The difficulty is a subjective rating of question difficulty on an integer scale from 0 (easiest) to 100 (hardest). Difficulty is relative to the presumed level of the target audience intended for the exercise. Typically, an author might use tags to indicate the topics/skills that they expect the user to be familiar with, and also use tags to indicate the topics/skills that the intended audience would be practicing through this exercise. Together, the prerequisites and the topics for the exercise communicate the author's idea of the target audience, and difficulty should be interpreted relative to that target audience.

Intuitively, the difficulty can be thought of as a rough approximation of the percentage of the target audience who might be unable to complete the exercise successfully. One would normally imagine that extreme values of 0 or 100 would not typically be used, since exercises no one can complete (difficulty == 100), or that everyone can trivially succeed at (difficulty == 0)) may have little value. Instead, a difficulty of 50 should be thought of as "average" difficulty, where an average student may have a 50/50 chance of completing the exercise successfully.
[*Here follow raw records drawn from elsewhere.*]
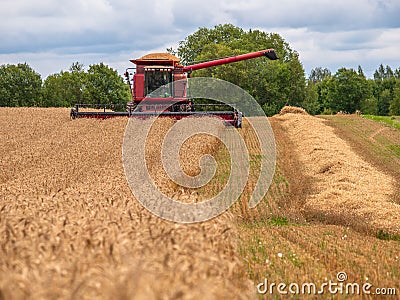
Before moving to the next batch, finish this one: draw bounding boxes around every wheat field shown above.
[0,108,400,300]
[0,108,254,299]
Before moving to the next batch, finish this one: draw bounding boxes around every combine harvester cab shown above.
[71,49,278,127]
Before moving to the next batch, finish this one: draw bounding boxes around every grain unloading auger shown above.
[71,49,278,127]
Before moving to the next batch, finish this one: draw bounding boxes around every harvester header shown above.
[71,49,278,127]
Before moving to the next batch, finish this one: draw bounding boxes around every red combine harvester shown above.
[71,49,278,127]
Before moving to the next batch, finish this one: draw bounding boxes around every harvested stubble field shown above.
[0,108,400,299]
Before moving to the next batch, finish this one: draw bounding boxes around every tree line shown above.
[177,24,400,115]
[0,24,400,115]
[304,64,400,116]
[0,62,130,107]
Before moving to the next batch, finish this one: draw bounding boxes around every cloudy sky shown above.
[0,0,400,78]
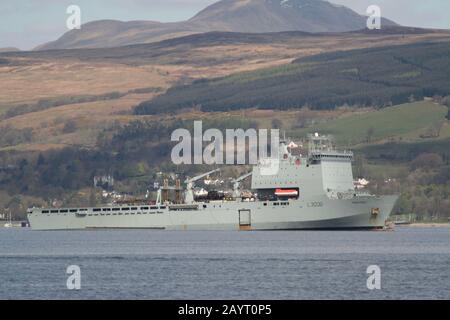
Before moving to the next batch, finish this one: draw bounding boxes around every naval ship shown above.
[28,134,398,231]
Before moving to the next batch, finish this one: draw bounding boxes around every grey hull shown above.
[28,196,398,230]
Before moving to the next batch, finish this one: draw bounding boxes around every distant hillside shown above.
[135,42,450,114]
[0,47,20,53]
[36,0,395,50]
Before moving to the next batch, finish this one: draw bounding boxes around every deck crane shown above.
[184,169,220,204]
[231,172,253,199]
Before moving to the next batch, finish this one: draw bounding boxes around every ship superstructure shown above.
[28,134,398,230]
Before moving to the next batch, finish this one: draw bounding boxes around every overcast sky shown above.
[0,0,450,49]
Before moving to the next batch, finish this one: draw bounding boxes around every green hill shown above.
[135,42,450,114]
[293,101,450,145]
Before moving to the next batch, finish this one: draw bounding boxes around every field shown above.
[295,101,450,146]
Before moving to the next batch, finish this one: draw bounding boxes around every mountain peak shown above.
[38,0,395,50]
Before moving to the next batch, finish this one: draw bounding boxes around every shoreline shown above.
[397,222,450,228]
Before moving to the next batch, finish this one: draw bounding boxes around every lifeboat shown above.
[275,189,298,197]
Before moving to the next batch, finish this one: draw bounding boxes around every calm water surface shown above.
[0,227,450,299]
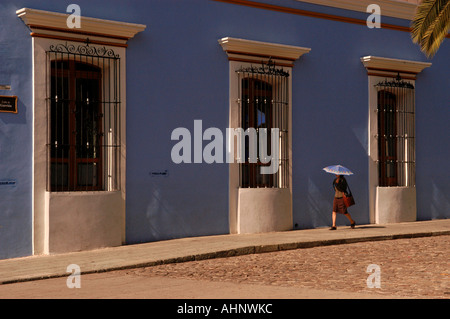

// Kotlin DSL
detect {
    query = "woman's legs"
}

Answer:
[331,211,355,230]
[344,212,355,224]
[331,212,336,227]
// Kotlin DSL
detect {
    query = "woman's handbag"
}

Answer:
[344,187,355,207]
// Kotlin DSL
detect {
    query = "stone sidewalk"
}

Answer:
[0,219,450,284]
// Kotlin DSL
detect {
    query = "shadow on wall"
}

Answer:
[306,178,333,227]
[145,183,189,240]
[429,182,450,219]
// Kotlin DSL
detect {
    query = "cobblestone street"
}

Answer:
[132,236,450,299]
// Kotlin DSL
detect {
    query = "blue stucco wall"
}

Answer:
[0,0,450,258]
[0,1,33,259]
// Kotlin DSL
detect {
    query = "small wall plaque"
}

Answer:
[0,95,17,113]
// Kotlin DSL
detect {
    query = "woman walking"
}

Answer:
[330,175,356,230]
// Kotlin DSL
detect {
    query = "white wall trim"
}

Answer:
[33,37,126,255]
[361,55,431,74]
[219,37,311,63]
[297,0,417,20]
[16,8,146,44]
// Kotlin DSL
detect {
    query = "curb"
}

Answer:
[0,225,450,285]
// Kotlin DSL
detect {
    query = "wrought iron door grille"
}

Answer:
[236,61,289,188]
[46,43,121,191]
[376,76,416,186]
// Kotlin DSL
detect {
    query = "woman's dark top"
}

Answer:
[333,176,348,194]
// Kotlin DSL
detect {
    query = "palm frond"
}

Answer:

However, don't overthink it, since difficulty ratings are both subjective and relative. The author's intuitive reaction to the question of "how hard or easy is this exercise compared to an 'average' exercise for this target audience" is a better way to quickly assign a difficulty value that can still be of value to others reading the exercise description.

PEML example:

difficulty: 60

options optional: object

Schema:

"options": { "type": "object" }

The options is ... options.text_format options.interpolate options.variables options.generator options.instances

origin optional: object

Schema:

"origin": { "type": "object" }

The origin is ... origin.derived_from origin.family

vendor optional: object

Schema:

"vendor": { "type": "object" }

The vendor key is intended to be a nested map containing any tool-specific keys or extension properties that individual educational tools might support, but that are not intended to be portable across a wide range of tools. The vocabulary and structure for the contents within this dictionary/map do not have any restrictions on how they are modeled.